(ORDO NEWS) — To determine the likely composition of the reddish cap on Pluto’s moon Charon and how it might have formed, US scientists at the Southwestern Research Institute combined data from NASA‘s New Horizons mission with new laboratory experiments and simulations of the celestial body’s exosphere.
The new results show that the color of the cap is most likely influenced by seasonal changes in Charon’s rarefied atmosphere, combined with light rays breaking up the condensing methane frost in the polar zones. Articles on this topic have been published in Geophysical Research Letters and Science Advances.

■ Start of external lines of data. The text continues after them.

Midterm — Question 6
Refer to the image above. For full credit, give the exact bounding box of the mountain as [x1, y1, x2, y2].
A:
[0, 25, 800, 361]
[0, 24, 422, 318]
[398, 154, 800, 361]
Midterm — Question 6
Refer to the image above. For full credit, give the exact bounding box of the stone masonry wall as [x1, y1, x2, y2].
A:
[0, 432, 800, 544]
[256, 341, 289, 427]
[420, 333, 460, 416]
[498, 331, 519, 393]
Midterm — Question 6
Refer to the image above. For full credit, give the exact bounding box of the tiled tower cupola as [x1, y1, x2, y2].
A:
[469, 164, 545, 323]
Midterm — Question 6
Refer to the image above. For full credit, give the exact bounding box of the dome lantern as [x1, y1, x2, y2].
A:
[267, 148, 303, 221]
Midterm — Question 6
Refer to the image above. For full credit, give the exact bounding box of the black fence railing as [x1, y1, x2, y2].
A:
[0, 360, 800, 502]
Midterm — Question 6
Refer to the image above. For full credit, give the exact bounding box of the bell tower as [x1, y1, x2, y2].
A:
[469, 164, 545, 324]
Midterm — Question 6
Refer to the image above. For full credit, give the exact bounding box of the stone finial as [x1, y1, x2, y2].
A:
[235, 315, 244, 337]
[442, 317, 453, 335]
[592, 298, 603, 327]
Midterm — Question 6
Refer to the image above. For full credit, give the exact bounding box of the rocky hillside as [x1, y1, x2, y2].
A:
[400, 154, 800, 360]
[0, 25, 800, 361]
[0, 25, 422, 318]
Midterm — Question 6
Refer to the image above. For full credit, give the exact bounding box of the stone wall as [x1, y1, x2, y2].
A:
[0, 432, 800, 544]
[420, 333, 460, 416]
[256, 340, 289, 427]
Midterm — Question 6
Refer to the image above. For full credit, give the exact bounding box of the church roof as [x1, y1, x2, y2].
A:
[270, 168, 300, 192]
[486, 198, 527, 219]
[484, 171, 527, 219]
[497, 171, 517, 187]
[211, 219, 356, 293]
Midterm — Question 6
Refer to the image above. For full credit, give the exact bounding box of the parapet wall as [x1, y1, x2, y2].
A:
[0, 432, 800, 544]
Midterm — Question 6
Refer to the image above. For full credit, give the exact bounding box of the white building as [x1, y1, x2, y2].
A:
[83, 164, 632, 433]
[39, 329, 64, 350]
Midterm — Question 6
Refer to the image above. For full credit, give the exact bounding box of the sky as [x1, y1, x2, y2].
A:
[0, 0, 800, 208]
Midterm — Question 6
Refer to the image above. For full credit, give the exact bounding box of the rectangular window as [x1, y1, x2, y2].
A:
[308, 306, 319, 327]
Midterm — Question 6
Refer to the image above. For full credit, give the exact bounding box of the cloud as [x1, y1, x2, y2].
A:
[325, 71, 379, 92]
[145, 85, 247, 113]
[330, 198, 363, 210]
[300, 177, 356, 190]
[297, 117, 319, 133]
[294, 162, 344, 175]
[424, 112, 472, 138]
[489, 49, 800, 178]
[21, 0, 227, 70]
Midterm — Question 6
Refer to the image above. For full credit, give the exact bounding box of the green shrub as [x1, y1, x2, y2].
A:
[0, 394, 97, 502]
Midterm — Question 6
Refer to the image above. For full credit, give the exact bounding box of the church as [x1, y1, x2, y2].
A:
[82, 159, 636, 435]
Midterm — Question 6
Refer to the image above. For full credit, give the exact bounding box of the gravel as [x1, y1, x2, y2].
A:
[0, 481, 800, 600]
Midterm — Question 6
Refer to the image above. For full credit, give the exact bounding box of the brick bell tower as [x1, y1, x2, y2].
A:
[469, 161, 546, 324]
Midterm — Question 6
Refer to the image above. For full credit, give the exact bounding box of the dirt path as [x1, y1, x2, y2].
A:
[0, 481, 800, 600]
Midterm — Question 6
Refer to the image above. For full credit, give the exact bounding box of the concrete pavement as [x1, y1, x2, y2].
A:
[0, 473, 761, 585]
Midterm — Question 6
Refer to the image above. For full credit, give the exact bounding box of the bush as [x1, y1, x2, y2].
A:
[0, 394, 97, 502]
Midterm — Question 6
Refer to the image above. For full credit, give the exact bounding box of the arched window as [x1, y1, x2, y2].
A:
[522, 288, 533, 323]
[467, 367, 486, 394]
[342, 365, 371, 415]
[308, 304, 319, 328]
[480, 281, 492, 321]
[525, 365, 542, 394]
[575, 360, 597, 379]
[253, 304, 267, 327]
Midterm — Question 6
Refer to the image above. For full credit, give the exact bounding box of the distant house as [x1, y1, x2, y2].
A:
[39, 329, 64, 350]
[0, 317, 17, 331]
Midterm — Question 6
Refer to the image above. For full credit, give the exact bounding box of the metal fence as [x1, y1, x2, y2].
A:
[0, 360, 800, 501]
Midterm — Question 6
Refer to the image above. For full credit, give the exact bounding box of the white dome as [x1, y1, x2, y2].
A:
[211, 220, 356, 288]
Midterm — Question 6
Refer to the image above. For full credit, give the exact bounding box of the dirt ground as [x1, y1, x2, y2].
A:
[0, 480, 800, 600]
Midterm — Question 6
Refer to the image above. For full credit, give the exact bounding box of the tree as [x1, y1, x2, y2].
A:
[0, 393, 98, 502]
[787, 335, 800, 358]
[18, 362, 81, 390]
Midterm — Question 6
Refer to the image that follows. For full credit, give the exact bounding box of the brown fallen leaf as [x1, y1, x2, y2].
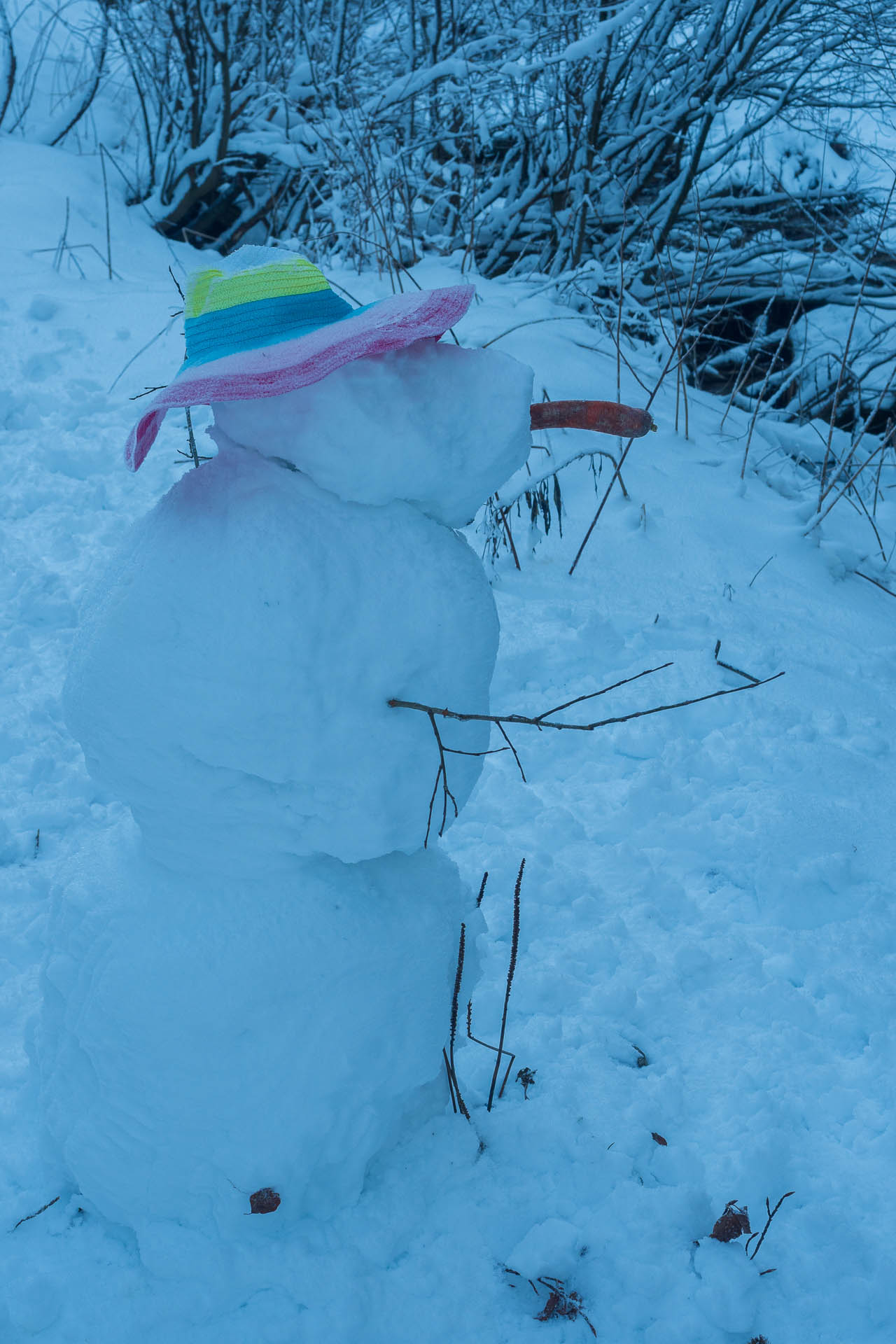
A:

“Before New Horizons, the best images of Pluto taken by the Hubble telescope showed only some kind of fuzzy light spot,” explains one of the authors of these papers, Randy Gladstone of the Southwestern Research Institute, a member of the New Horizons scientific group.

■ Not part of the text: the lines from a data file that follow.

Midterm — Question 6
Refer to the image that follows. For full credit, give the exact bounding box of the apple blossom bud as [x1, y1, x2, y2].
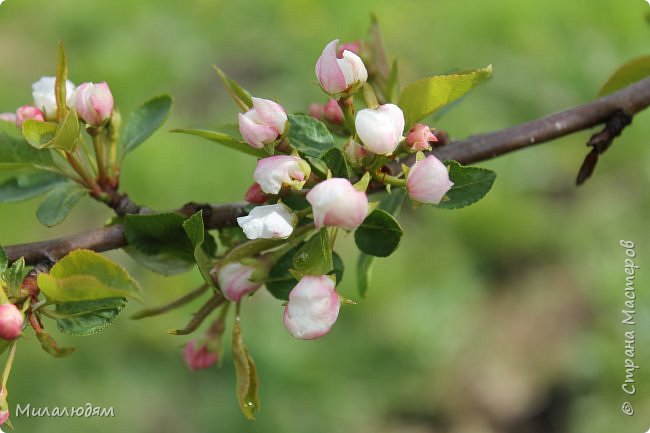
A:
[72, 81, 115, 126]
[284, 275, 341, 340]
[406, 155, 454, 204]
[323, 99, 345, 125]
[16, 105, 45, 128]
[253, 155, 311, 194]
[307, 177, 368, 230]
[354, 104, 404, 155]
[183, 340, 219, 370]
[217, 262, 262, 302]
[0, 113, 16, 123]
[0, 410, 9, 424]
[237, 203, 298, 239]
[32, 77, 74, 120]
[0, 303, 24, 340]
[309, 102, 325, 120]
[244, 183, 271, 204]
[316, 39, 368, 95]
[336, 41, 361, 57]
[239, 98, 288, 149]
[406, 123, 438, 152]
[343, 138, 368, 167]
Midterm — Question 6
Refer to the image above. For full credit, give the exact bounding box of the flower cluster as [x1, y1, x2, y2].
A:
[230, 40, 453, 338]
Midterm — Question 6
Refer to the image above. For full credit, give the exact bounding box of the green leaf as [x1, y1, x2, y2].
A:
[357, 188, 406, 297]
[0, 246, 9, 276]
[328, 251, 345, 286]
[232, 318, 260, 420]
[171, 129, 268, 158]
[266, 242, 305, 301]
[398, 65, 492, 126]
[322, 147, 352, 179]
[55, 297, 127, 336]
[36, 331, 77, 358]
[357, 253, 375, 298]
[23, 110, 81, 152]
[354, 209, 403, 257]
[36, 182, 88, 227]
[122, 95, 174, 156]
[436, 161, 497, 209]
[0, 122, 55, 170]
[597, 56, 650, 97]
[0, 172, 67, 203]
[54, 42, 68, 121]
[183, 211, 216, 288]
[124, 213, 194, 275]
[4, 257, 29, 298]
[289, 114, 334, 158]
[213, 65, 253, 109]
[38, 250, 142, 303]
[293, 227, 334, 275]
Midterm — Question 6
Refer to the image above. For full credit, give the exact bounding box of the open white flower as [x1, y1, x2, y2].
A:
[237, 203, 298, 239]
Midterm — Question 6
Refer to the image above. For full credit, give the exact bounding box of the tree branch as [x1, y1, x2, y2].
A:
[5, 78, 650, 265]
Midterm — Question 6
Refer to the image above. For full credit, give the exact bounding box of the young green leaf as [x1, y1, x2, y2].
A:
[288, 114, 334, 158]
[398, 65, 492, 126]
[170, 129, 268, 158]
[293, 227, 334, 275]
[124, 213, 194, 275]
[322, 147, 352, 179]
[0, 122, 55, 170]
[183, 211, 216, 288]
[232, 318, 260, 420]
[36, 331, 77, 358]
[0, 172, 67, 203]
[213, 65, 253, 111]
[38, 250, 142, 303]
[23, 110, 81, 153]
[357, 188, 406, 297]
[354, 209, 403, 257]
[122, 95, 174, 156]
[55, 297, 127, 336]
[597, 56, 650, 97]
[36, 182, 88, 227]
[436, 161, 497, 209]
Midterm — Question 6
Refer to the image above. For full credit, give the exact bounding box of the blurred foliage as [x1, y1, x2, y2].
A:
[0, 0, 650, 433]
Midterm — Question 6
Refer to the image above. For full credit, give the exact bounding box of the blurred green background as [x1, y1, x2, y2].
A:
[0, 0, 650, 433]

“In addition to all the exciting features found on Pluto’s surface, the spacecraft’s flyby also made it possible to clearly see Charon’s unusual feature, the amazing red cap at its north pole.”
Shortly after this expedition in 2015, New Horizons scientists speculated that the reddish “tholin-like” material at Charon’s pole could be due to ultraviolet light destroying methane molecules. These volatiles, captured from Pluto and then frozen in the polar regions of Charon during the long winter nights,
Now, the first-ever description of Charon’s dynamic methane atmosphere using new experimental data has provided a fresh look at the origin of the “Mordorian” (as it was unofficially dubbed) red spot on this satellite.

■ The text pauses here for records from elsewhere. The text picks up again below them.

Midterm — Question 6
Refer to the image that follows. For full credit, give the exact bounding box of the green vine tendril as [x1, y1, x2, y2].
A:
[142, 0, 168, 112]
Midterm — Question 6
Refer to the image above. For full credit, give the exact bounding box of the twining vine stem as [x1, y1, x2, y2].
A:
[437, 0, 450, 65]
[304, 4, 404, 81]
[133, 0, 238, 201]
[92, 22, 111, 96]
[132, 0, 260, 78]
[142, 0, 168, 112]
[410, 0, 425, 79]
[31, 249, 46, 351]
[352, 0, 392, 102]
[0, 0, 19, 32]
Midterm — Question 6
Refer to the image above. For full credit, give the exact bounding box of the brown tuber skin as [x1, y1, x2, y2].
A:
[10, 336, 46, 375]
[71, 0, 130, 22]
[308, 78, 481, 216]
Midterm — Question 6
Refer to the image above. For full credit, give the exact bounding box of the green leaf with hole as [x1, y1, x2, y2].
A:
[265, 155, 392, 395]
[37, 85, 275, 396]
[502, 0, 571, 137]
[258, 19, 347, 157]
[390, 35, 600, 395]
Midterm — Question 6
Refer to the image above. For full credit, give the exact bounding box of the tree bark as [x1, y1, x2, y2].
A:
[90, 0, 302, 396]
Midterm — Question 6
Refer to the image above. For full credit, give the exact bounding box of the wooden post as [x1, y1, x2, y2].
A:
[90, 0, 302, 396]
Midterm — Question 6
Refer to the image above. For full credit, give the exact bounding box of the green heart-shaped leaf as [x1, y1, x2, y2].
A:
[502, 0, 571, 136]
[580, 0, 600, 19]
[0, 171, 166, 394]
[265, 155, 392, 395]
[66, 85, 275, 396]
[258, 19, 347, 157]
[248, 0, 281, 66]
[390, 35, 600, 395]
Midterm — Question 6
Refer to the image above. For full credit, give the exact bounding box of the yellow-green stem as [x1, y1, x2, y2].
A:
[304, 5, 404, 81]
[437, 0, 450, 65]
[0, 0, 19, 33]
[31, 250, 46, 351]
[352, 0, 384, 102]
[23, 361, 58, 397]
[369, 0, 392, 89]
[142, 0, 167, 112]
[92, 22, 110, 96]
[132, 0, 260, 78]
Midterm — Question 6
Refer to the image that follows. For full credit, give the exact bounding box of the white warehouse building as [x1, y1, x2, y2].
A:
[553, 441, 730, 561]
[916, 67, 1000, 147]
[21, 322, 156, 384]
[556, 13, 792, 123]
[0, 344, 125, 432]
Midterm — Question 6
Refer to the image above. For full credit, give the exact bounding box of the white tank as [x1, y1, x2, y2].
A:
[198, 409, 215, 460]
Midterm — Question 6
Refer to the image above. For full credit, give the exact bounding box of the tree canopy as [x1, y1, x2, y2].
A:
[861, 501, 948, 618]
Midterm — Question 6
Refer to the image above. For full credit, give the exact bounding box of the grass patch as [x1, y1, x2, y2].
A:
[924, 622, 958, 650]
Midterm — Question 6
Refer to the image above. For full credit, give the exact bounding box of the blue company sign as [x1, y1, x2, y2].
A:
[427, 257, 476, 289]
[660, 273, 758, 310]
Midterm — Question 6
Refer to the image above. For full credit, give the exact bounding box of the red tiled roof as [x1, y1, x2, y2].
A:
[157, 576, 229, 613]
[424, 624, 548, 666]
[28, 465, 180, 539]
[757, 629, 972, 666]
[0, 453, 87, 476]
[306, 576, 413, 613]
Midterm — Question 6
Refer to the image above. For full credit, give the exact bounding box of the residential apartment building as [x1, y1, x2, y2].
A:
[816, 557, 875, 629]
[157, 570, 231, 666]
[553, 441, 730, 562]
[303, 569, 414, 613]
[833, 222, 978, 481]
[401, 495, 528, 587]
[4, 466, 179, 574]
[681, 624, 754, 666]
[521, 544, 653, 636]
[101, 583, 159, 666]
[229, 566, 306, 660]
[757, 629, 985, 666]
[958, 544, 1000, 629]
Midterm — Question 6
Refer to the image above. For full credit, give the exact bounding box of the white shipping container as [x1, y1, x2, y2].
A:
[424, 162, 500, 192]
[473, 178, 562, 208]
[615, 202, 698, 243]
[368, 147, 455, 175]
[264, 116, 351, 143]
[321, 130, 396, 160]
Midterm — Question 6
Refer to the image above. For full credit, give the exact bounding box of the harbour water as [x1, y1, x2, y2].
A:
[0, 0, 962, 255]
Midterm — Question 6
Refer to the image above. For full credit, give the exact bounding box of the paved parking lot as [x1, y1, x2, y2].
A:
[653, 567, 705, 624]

“Our results suggest that the dramatic seasonal changes in Charon’s rarefied atmosphere, as well as radiation that breaks down condensing methane frost, may hold the key to understanding the origin of Charon’s polar red zone,” said Ujwal Raut, lead author of the paper in the journal Science Advances.
“This is one of the clearest and most striking examples of the interaction of the surface and the atmosphere of those that have so far been observed on a planetary body.”
The team reproduced the conditions on Charon’s surface with maximum realism at the Southwestern Research Institute’s new Center for Laboratory Astrophysical and Space Science Experiments (CLASSE) to study the composition and color of hydrocarbons formed when methane is frozen by cosmic rays, and introduced these data into a new model of Charon’s atmosphere, thus showing that methane molecules do break down to form the characteristic color spot found at Charon’s north pole.